JWuCines opened a new issue, #19411:
URL: https://github.com/apache/druid/issues/19411
### Affected Version
Druid 36.0.0 (likely affects all versions using `druid-hdfs-storage`
extension with Kerberos)
### Description
When using `index_parallel` with `HdfsInputSource` on a Kerberized HDFS
cluster where the NameNode has KMS configured, the ingestion task attempts to
acquire a KMS delegation token even though native ingestion does not need one.

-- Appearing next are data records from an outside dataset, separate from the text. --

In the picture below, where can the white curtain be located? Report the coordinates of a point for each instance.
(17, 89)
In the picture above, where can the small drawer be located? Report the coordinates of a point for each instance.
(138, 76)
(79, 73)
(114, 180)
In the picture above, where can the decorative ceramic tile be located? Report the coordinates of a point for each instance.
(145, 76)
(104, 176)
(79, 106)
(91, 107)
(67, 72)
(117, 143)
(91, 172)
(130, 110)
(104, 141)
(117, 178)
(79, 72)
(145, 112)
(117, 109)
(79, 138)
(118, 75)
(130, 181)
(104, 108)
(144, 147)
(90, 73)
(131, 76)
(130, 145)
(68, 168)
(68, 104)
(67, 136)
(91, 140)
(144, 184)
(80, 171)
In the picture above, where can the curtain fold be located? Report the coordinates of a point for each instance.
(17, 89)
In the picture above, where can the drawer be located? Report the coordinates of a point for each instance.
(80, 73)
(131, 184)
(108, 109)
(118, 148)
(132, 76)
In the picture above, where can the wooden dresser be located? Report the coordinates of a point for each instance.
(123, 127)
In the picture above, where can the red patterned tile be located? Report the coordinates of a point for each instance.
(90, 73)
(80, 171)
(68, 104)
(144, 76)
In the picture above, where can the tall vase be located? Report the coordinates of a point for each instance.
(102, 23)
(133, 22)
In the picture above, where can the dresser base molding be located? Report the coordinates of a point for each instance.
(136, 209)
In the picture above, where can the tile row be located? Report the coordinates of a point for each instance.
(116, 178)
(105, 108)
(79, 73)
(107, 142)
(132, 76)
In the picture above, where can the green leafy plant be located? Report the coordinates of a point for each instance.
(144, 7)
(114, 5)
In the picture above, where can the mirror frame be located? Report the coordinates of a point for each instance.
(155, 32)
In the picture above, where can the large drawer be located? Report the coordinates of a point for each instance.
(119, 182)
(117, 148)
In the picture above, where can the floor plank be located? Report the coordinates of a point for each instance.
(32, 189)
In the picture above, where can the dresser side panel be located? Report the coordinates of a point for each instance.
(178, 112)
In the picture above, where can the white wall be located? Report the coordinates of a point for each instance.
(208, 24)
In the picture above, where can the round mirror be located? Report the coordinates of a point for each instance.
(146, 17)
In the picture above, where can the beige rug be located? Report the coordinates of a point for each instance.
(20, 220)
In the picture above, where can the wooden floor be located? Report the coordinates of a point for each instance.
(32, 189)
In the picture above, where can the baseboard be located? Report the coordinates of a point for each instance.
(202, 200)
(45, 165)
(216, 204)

Druid authenticates directly via the Kerberos TGT and never interacts with KMS.
**Root Cause:**
`HdfsInputSource.getPaths()` uses `FileInputFormat.getSplits()` solely for
HDFS glob/path expansion. As a side effect, `FileInputFormat.listStatus()`
calls `TokenCache.obtainTokensForNamenodes()`, which calls
`fs.addDelegationTokens()`. This cascades into
`KMSClientProvider.getDelegationToken()` via
`DelegationTokenIssuer.collectDelegationTokens()`. The acquired delegation
tokens are never actually used by Druid's native ingestion.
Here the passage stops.